To properly assess this bill, there are three questions that we should be asking. First, what are the problems that we are trying to fix? Second, are the existing mechanisms sufficient to fix those problems? Third, will the proposals that are on the table in this bill work to fix the problems? I would like to go through each of those three questions in turn.
First of all, what are the problems that this bill is trying to fix? There is a community concern with executive salaries, particularly those for publicly listed companies. There are many senior executives in this country who are earning very large amounts of money on an annual basis. There are about nine people in the banking sector, I understand, who earn above $5 million per annum. In the mining sector, there are people earning up to $15 million or $16 million per annum who are heading up publicly listed companies. The managing director of Coles apparently earns in excess of $8 million.
These are extraordinary amounts of money by anyone's measure. I personally struggle to see how anyone is worth that amount of money, but a high salary alone does not necessarily mean there is a problem. The owners of a company should be able to pay whatever they believe is appropriate to their executives. After all, it is their company. If the owners of the company believe that their CEO should be paid $500,000, that is their decision.
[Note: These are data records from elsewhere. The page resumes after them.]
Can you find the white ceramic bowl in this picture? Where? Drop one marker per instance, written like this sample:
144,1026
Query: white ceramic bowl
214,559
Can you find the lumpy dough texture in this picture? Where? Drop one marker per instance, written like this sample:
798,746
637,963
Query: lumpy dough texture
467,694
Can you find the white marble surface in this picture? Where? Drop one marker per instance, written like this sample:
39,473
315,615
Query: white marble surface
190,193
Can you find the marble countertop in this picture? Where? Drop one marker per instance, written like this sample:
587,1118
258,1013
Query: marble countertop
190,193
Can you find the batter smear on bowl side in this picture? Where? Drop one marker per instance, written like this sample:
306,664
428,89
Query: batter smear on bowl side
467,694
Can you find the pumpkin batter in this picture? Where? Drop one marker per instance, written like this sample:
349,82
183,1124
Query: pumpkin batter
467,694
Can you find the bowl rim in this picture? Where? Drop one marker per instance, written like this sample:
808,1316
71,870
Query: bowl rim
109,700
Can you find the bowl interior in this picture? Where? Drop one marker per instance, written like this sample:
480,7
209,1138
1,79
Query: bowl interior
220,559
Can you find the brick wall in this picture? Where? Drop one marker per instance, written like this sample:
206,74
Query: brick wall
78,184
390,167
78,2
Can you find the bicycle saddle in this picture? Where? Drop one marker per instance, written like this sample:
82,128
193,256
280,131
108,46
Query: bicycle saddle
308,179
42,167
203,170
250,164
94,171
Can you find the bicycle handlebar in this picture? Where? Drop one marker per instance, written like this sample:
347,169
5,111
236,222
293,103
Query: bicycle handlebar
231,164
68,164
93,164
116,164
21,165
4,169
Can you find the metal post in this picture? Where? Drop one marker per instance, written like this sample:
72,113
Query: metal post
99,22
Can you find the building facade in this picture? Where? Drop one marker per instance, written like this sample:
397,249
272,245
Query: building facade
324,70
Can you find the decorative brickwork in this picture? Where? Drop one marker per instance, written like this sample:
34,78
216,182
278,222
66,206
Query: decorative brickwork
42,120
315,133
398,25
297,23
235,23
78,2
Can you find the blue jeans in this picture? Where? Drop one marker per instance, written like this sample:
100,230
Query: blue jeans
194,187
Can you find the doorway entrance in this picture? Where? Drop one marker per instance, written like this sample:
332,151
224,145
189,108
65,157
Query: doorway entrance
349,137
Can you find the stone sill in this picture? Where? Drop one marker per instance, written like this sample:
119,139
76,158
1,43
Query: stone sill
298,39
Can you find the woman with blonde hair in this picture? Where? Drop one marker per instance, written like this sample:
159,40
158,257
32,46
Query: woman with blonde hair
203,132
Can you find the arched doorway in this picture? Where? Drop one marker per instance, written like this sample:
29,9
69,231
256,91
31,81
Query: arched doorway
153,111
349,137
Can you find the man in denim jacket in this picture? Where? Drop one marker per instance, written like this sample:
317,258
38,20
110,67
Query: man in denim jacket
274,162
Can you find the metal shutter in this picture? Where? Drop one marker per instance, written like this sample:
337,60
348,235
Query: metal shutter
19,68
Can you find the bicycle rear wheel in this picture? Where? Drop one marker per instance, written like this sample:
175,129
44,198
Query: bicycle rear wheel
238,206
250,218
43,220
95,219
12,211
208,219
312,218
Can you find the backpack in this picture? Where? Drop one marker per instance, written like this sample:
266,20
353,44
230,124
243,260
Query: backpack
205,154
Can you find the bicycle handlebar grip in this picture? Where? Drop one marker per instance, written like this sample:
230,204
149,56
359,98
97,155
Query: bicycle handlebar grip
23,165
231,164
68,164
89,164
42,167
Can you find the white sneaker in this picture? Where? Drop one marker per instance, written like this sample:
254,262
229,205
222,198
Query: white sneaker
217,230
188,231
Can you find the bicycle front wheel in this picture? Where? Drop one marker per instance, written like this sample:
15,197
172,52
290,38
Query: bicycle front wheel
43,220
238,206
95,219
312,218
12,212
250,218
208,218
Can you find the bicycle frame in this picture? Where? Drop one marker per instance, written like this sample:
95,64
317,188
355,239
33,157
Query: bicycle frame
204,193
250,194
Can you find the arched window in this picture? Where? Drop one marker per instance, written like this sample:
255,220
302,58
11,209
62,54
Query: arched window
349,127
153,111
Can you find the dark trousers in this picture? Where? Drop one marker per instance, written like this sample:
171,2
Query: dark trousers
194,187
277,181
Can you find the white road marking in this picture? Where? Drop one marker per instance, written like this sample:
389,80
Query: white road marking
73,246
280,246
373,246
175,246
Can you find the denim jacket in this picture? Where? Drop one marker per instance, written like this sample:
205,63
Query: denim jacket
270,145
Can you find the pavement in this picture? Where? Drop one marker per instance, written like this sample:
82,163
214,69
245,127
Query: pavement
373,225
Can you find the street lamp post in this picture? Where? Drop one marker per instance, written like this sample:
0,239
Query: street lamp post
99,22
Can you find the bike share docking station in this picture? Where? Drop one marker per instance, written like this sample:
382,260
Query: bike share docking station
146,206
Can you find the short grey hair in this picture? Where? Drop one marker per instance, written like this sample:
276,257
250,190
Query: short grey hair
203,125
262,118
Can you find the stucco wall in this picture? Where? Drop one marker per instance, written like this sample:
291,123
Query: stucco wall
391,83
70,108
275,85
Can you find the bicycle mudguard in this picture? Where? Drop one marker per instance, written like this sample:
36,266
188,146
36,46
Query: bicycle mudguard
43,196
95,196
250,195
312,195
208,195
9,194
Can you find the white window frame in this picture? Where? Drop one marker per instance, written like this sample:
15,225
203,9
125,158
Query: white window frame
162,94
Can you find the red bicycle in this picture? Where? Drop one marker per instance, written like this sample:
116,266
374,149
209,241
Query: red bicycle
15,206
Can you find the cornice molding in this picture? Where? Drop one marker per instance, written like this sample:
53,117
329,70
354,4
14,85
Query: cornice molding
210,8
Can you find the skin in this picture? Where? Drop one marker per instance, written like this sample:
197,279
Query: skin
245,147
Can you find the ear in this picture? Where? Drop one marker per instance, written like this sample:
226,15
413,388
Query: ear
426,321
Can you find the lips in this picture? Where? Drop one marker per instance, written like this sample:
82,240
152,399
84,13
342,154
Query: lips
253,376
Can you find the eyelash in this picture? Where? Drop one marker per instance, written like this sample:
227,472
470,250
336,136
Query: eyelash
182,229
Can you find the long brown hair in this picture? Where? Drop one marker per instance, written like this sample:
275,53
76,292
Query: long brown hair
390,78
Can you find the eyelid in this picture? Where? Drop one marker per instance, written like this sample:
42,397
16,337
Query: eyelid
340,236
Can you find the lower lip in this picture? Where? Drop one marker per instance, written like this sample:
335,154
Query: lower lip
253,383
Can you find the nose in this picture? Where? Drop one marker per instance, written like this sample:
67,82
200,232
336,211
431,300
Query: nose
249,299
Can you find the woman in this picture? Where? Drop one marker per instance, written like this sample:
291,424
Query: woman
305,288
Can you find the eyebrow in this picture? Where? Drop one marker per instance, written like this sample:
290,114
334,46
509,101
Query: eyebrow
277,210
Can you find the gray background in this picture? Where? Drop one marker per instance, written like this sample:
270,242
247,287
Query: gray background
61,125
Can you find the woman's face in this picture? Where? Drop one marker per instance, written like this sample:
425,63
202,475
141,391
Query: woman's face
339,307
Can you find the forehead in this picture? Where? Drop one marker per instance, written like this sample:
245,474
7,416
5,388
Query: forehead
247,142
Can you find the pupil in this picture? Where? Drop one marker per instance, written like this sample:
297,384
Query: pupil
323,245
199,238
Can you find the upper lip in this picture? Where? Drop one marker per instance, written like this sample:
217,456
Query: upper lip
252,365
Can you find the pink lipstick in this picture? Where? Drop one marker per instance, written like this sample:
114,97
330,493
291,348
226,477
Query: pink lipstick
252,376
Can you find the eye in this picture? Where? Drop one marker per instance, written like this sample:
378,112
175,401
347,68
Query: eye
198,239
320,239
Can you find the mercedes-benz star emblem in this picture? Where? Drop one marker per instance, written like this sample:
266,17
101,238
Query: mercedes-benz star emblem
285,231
It should not be the job of the government to interfere with those decisions of the owners of companies to determine what the appropriate remuneration is for their executives. A problem only exists if the board, which sets the salary on behalf of the owners of the company, the shareholders, is not acting in the best interests of the shareholders in setting that remuneration—that is, there is an agency problem there or a conflict of interest arises.
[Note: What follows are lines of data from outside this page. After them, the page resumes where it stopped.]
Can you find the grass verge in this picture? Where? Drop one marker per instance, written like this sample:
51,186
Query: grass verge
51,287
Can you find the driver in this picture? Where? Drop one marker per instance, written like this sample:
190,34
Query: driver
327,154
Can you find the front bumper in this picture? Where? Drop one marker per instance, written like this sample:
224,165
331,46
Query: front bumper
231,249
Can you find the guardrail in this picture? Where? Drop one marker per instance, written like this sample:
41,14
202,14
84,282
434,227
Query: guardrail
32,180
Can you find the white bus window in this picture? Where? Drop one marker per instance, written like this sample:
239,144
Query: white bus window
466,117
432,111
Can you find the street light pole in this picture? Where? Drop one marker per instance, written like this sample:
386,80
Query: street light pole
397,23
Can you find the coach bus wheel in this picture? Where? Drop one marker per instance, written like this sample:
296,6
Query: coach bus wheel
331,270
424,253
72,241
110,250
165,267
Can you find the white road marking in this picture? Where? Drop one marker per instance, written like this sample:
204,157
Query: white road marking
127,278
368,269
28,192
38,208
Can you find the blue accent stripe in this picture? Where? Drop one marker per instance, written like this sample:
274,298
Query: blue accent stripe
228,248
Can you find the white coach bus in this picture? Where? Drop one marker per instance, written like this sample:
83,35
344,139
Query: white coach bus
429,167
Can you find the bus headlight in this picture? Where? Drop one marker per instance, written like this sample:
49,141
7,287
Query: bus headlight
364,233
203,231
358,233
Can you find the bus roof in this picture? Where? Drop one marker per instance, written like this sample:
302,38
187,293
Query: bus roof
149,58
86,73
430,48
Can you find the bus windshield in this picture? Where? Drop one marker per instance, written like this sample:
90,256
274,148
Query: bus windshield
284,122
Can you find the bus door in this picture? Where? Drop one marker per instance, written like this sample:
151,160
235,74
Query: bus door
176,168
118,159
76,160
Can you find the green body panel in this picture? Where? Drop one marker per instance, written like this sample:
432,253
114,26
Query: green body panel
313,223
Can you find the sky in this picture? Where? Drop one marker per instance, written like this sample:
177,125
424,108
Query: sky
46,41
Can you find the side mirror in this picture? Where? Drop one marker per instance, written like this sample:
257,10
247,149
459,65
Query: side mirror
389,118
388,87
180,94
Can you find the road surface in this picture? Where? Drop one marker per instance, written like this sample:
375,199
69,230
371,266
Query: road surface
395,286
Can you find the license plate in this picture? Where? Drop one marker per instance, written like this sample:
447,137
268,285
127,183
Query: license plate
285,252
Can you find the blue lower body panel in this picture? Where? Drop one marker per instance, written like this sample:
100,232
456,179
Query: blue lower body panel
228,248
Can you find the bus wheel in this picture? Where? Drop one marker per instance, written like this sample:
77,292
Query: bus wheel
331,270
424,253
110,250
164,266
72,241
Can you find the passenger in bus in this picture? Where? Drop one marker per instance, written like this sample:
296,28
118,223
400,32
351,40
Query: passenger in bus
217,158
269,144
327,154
The government has not presented coherent evidence that directors of Australian companies are indeed acting against the interests of their shareholders when setting executive remuneration. However, there is certainly a belief that sometimes this is the case, and I believe that it is sometimes the case, particularly when executives are remunerated very highly despite the fact that a business might be collapsing, or when an executive receives a large bonus when that executive may not have had much to do with the performance of a company but rather it is due to, for example, commodity prices increasing or due to a government regulation which has underpinned the performance of that particular company.
That brings me to my second question: are the existing mechanisms available to fix the problem sufficient? As parliamentarians, we need to ensure that shareholders have appropriate degrees of protection and appropriate regulations to ensure that their interests and the interests of directors and executives are aligned. Shareholders need to be properly informed and properly empowered. But what are the existing mechanisms and are they sufficient? Already in the Corporations Act there are several mechanisms. There are the fiduciary duties. Directors have a legal obligation to act in the best interests of their shareholders, and there are some quite significant penalties if they do not do that. Second, there are some protections for minority interests in the Corporations Law. Finally, there is the ability for shareholders to sack directors if they do not believe that the directors are adequately representing their interests or if they have any concern in relation to the actions of the directors.
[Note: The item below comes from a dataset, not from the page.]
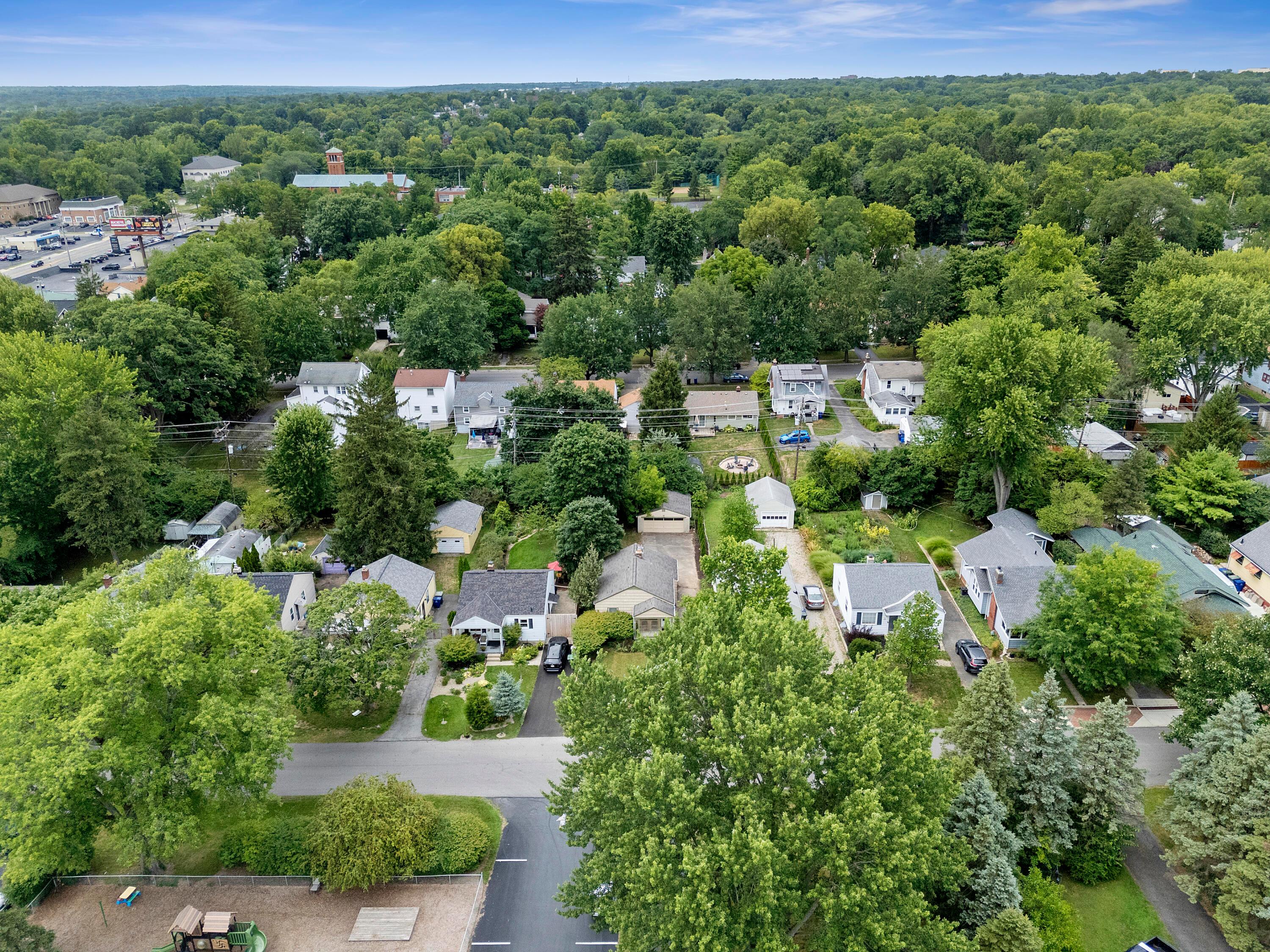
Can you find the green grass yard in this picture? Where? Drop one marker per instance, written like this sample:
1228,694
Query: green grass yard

All of those are available presently. However, for small shareholders I understand that it is difficult to access some of those provisions. However, those provisions in the Corporations Law are the basic building blocks of the law that exist presently. What the Productivity Commission says is that, despite the presence of those existing protections, there is at least the opportunity for perception of conflicts of interest to arise and that this should be addressed directly. I support those intentions. That brings me to my third question: will the proposals on the table in the form of this bill actually fix the problem? There are seven measures in this bill and, while some of them are worthwhile, I do have reservations about whether they will make a decisive impact and I do believe that there will be some negative impacts associated with some of the provisions. The seven measures, all up, are intended to empower shareholders and prevent any real or perceived conflicts of interest. That intent is a good one, but we need to look at the details to determine whether or not that intent is actually delivered upon and whether or not the downsides of being overly prescriptive will outweigh the benefits.
Some of the seven measures do seem immediately sensible, in fact so sensible that it is surprising that some companies are not enacting these measures already. For example, one of the measures prevents key management personnel and parties closely related to them from participating in non-binding shareholder votes on remuneration and on spill resolutions. Clearly there would be a perception of a conflict of interest if the beneficiaries of the remuneration report were to vote on that remuneration report. So this seems to be a sensible provision.
Second, the bill will prohibit an executive hedging his or her executive remuneration. These days, executive remuneration is structured so that the interests of the executive are very closely aligned with the interests of the shareholders—so, if shareholders do well, the executive should be better remunerated. But there have been instances where some executives have taken hedges on the side such that their interests are less aligned, meaning that a change in shareholder interests will not have the same impact on the remuneration of those individuals. This particular measure will outlaw executives hedging against their remuneration structure. Again that seems like a reasonable and sensible thing to do and again I am surprised that directors would indeed today allow their executives to hedge against the executive remuneration incentives.
I think the cherry-picking rules included in this bill are also sensible as they also will empower shareholders. With some of the other measures, however, I question the impact. I have reservations about whether they will make a significant difference in addressing the problem of unaligned interests between shareholders and directors and I do not think that executive remuneration as a whole will come down as a result of this bill.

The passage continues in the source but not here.